Context. The intermediate-mass pre-main sequence Herbig Ae/Be stars are key to understanding the differences in formation mechanisms between low- and high-mass stars. The study of the general properties of these objects is hampered by the lack of a well-defined, homogeneous sample, and because few and mostly serendipitously discovered sources are known.
Aims. Our goal is to identify new Herbig Ae/Be candidates to create a homogeneous and well defined catalogue of these objects.
Methods. We have applied machine learning techniques to 4 150 983 sources with data from Gaia DR2, 2MASS, WISE, and IPHAS or VPHAS+. Several observables were chosen to identify new Herbig Ae/Be candidates based on our current knowledge of this class, which is characterised by infrared excesses, photometric variabilities, and Hα emission lines. Classical techniques are not efficient for identifying new Herbig Ae/Be stars mainly because of their similarity with classical Be stars, with which they share many characteristics. By focusing on disentangling these two types of objects, our algorithm has also identified new classical Be stars.
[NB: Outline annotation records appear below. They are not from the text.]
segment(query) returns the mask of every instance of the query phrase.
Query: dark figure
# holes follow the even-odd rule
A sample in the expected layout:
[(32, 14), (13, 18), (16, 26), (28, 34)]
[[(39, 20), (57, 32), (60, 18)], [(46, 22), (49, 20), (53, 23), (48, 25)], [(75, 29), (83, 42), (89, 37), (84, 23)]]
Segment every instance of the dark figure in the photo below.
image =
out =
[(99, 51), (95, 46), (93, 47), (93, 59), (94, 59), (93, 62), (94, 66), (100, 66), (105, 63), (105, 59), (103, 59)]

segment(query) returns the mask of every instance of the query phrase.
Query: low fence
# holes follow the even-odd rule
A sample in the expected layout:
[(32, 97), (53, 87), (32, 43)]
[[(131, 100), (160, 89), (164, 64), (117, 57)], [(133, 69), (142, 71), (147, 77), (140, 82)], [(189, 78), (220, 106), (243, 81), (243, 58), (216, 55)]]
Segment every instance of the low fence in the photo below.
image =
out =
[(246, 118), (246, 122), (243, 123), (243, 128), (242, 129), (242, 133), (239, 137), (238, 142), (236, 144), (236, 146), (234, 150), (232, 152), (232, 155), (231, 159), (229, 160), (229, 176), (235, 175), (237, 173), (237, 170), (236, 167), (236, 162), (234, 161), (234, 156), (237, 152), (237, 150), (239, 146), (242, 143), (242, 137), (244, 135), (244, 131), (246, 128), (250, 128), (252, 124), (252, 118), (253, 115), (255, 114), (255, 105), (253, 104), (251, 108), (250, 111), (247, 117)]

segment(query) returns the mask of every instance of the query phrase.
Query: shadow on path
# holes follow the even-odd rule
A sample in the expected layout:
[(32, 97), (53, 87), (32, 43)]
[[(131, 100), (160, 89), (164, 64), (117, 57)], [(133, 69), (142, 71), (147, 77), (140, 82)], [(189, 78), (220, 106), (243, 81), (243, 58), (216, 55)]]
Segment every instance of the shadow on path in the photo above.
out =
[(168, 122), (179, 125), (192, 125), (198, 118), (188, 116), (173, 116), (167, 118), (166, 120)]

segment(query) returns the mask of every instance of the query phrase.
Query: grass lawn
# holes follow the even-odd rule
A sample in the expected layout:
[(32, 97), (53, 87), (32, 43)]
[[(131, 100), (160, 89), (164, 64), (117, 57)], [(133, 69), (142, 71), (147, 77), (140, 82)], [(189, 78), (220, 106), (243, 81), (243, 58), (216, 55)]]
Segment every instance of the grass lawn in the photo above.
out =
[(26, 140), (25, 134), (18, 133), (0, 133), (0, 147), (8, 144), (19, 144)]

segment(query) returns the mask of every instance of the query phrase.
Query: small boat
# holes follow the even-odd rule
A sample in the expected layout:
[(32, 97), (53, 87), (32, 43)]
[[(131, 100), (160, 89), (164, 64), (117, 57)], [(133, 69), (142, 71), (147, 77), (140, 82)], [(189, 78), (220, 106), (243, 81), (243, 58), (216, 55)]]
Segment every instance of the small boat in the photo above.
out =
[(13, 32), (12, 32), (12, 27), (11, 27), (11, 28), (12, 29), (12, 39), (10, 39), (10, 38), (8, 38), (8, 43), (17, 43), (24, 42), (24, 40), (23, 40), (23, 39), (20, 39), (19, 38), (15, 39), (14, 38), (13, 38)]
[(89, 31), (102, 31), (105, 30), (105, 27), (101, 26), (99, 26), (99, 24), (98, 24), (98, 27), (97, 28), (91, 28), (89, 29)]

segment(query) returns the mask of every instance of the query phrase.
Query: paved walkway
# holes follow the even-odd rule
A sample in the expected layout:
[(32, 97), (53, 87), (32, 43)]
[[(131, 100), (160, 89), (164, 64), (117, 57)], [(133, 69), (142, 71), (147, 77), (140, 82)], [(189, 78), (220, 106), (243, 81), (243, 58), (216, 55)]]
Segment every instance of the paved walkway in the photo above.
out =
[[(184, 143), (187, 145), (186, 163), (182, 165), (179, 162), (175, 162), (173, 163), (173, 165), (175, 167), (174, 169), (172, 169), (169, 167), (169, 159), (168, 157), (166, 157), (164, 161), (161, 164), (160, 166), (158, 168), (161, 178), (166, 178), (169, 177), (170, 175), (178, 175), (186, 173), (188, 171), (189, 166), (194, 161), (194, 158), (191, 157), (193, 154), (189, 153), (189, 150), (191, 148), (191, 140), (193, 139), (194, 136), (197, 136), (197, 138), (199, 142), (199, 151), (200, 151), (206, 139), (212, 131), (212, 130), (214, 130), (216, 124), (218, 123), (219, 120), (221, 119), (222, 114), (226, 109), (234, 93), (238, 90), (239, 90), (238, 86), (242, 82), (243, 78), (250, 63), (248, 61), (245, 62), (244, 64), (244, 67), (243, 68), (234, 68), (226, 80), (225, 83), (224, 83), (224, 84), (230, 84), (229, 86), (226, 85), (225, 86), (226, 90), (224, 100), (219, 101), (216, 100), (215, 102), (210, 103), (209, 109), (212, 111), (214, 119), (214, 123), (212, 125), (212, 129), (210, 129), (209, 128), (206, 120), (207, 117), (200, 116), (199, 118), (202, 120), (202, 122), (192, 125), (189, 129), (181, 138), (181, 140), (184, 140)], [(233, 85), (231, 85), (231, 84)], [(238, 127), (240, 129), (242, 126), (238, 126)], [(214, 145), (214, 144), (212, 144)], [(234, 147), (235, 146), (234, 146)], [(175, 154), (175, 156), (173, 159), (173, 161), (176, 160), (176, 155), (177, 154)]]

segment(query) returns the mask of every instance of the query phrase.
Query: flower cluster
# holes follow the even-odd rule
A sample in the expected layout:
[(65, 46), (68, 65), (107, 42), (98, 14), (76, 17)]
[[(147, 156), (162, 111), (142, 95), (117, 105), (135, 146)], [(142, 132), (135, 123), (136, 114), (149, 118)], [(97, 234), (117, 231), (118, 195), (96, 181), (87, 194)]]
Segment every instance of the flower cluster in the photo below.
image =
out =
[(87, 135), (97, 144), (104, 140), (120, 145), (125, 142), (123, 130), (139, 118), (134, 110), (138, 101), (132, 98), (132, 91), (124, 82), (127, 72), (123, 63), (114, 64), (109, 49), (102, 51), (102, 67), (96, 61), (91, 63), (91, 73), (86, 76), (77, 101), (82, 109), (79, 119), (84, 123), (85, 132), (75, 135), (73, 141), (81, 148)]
Results. We have obtained a large catalogue of 8470 new pre-main sequence candidates and another catalogue of 693 new classical Be candidates with a completeness of 78.8 ± 1.4% and 85.5 ± 1.2%, respectively. Of the catalogue of pre-main sequence candidates, at least 1361 sources are potentially new Herbig Ae/Be candidates according to their position in the Hertzsprung-Russell diagram. In this study we present the methodology used, evaluate the quality of the catalogues, and perform an analysis of their flaws and biases. For this assessment, we make use of observables that have not been accounted for by the algorithm and hence are selection-independent, such as coordinates and parallax based distances. The catalogue of new Herbig Ae/Be stars that we present here increases the number of known objects of the class by an order of magnitude.